Есть центры двигательные и чувствительные… На экране вы видите только беглую и беспорядочную игру световых пятнышек и искорок… А я читаю их, как книгу, потому что я нашел ключ к чтению этих световых знаков… Вы сейчас вспоминаете мелодию вальса. Я это ясно вижу… Пульсация зеленой искры в три четверти, темпом вальса, в первой височной извилине говорит мне это.
– Совершенно верно, – сказал Гэз и с интересом наблюдал, как соответственно его словам два раза вспыхнуло бледно-розовое пятнышко центра речи.
Tax зажег свет, и Гэз снял с себя алюминиевый шлем.
– Удивительно! Изумительно! Позвольте поздравить вас, доктор! – Он крепко пожал руки Таха.
– Но пока еще только на два метра, – горестно сказал Tax.
– Что такое? – не понял Гэз.
– Я еще не могу передавать це-волны на далекие расстояния.
– Как же вы говорили, что этот вопрос решен?
– Да, он решен. Но не мной.
– Кем же? – воскликнул Гэз.
– А теми, кто дает сигналы на небывало короткой волне. Теми, которые надевают парики, гримируются, притворяются мертвыми, чтобы потом убежать из мертвецкой. Теми, которые под видом больных нищих попадают к нам в больницу. Теми, которые… вообще заинтересованы в том, чтобы мешать мне и вам работать, черт возьми.
Tax потряс кулаками в воздухе.
– Я был на Глиняной улице, в доме № 16.. И вы знаете? Старик-нищий исчез, как в воду канул… Это один из них… Даю руку на отсечение.
Гэз стал искать свою шапку.
– Вот что, доктор… Это дело так оставлять нельзя. Завтра прошу вас с вашими аппаратами ко мне в лабораторию. Идет?
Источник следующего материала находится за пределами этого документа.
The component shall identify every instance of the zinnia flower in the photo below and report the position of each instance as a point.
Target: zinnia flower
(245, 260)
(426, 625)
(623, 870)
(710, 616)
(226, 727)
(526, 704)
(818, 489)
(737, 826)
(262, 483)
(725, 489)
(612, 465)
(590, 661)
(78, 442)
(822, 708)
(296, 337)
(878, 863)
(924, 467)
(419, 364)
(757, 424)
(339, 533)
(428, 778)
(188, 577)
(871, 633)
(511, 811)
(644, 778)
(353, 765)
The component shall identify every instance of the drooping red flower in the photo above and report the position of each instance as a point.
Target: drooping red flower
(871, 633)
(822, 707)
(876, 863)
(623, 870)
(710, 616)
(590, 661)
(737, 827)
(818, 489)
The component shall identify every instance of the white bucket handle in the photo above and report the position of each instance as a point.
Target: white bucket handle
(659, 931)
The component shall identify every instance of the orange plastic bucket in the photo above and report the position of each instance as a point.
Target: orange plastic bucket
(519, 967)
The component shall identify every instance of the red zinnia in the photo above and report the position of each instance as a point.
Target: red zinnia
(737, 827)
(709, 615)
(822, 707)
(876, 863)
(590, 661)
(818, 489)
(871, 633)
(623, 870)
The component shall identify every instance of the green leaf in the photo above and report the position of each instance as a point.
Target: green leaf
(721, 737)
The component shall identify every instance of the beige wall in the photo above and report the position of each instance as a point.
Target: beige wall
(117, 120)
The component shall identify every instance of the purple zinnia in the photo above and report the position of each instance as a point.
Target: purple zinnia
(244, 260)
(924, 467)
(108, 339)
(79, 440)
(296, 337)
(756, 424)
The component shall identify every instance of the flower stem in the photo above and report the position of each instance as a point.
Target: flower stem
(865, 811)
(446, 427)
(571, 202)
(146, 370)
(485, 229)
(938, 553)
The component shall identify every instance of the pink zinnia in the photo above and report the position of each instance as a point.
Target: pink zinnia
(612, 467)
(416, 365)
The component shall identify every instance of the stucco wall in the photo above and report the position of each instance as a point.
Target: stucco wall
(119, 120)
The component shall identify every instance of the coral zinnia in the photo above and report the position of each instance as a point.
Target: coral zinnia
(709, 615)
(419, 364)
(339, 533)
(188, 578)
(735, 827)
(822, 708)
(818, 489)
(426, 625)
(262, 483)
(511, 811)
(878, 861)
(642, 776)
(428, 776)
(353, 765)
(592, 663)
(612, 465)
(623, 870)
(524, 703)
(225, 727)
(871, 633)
В дверях Гэз вздохнул и улыбнулся.
– Из-за вашего интереснейшего сообщения я сегодня проехался по воздуху. Как хорошо… После войны свежий воздух мне напоминал окопы, и я не любил его… Я сидел у себя в лаборатории… Но теперь, пожалуй, я буду чаще покидать ее.
Tax проводил Гэза.
– Солнце и свежий воздух – это жизнь и здоровье, инженер. До завтра.